Cerca de las seis. Encontramos a Juanin, el de las rastas vaciladoras, montando guardia fuera de la casita de campaña que ha compartido con dos camaradas a la espera del concierto del lunes. Le damos el abrazo solidario a su espera, las palabras de aliento, y nos acercamos a la puerta.
Siete. Nos separamos de Adela y Ángel, quienes entran por otro acceso, y me quedo con la mirada de ambos, llena de esa angustia preconcierto, como niños en cinco de enero, que seguro es muy similar a la que tengo. Tras hacernos de la playerita del recuerdo como buenos fetichistas, decidimos esperar la hora que falta en nuestros lugares. Acceso 2, sección NA-7, fila 2; Areli e Ilse burlan la complaciente seguridad y entran felices con su respectiva grabadora en mano. Al subir las escaleras descubrimos una multitud debajo de nosotros, a ras de cancha, que espera ansiosa.

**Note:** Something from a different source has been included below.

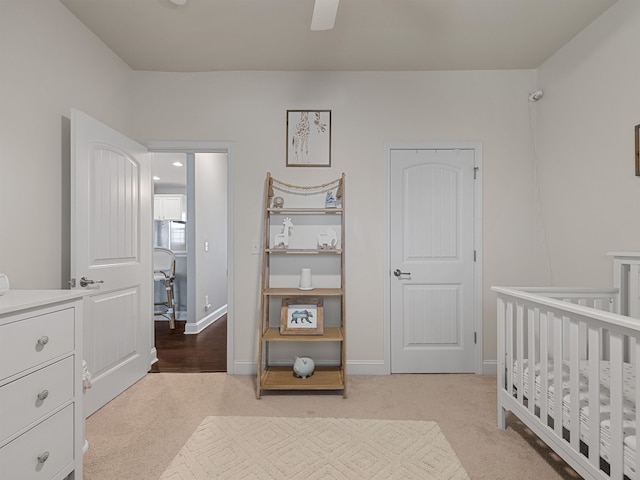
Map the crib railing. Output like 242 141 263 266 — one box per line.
493 286 639 480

Siete treinta. Le pido tres cervezas a un individuo de casaca amarilla, lo que me granjea el “uy, que espléndido” de mi carnala. Son doscientos diez, por favor, me dice el caballero, y con el corazón afligido y a punto del soponcio por el shock, me veo obligado a devolver una. ¡Puta!

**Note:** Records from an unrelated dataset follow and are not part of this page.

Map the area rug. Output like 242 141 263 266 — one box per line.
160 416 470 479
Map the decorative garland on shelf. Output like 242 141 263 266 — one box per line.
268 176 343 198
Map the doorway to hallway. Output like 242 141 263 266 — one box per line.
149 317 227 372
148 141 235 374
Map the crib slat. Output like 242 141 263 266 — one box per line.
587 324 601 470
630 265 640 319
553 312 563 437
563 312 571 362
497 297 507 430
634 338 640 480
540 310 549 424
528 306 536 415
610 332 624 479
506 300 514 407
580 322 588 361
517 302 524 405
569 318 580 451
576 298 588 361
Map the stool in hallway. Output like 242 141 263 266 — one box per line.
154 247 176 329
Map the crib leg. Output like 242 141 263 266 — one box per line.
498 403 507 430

Siete cincuenta. Me encuentro a dos amigas, Ale y Brenda rocker. Les deseo el mejor concierto de sus vidas. Regreso a mi asiento en el momento en que las luces se apagan y entre la banda prende la primera ráfaga de histeria vocalizada. Kraftwerk, la banda abridora, se arranca con la primera rola. Machine, machine, machine, machine...
Ocho treinta. Llega Karla con la lengua colgante y la respiración cortada. Mata la incertidumbre: claro que trae orgullosa su arquetípica blusa rayada de todos los conciertos. “órale, que chido con la música electrónica. Ahora sí podré hacer mi famoso paso de robot”; como siempre, Karla.
Nueve cuarenta y cinco. Hace cuarenta que Kraftwerk terminó. Buen número el de los cuatro alemanes mitad hombre mitad robot. Los técnicos se llevan casi una hora en montar el escenario, Areli ha ido cada diez minutos al baño por los nervios. Todos fumamos masticando la colilla, pues sabemos que en cualquier momento…
Se apagan las luces y se hace la música. Sin saludo de por medio, sin “buenas noches mexicou”, la banda más importante de las últimas décadas comienza a tocar. El Foro se convierte en el escenario de una ceremonia que no olvidaremos jamás. Todo un mundo fascinante de armonías se despliega ante nuestros oídos. Las cuatro horas de fila por un boleto, los meses de espera, la noche de semivigilia que pasó Areli un día antes por la emoción, todo, absolutamente todo, ha valido la pena, pues al fin estamos ahí, atónitos, casi en trance, y entre rola y rola adquiero conciencia de que estoy en un concierto que hará historia; imagino que así se habrán sentido quienes vieron a Queen en aquel concierto legendario de Puebla y es Are quien me saca de la ensoñación cuando se prende a mi cuello con tal fuerza que me hace daño. Sus uñas se clavan en mi brazo, las piernas se le vuelven de papel. Ilse me mira con ojos desorbitados y contiene el llanto, mientras yo me limito a admirar con reverencia a los tales reidiojed. La luna brilla tenue con un amarillo ocre por encima del escenario; en un momento desaparece y poco a poco, despacio, resurge, con un fenómeno que no atinamos a explicar. Internamente pienso que la luna, como Areli y como mi hermana, es otra gran fan que no puede contener su emoción.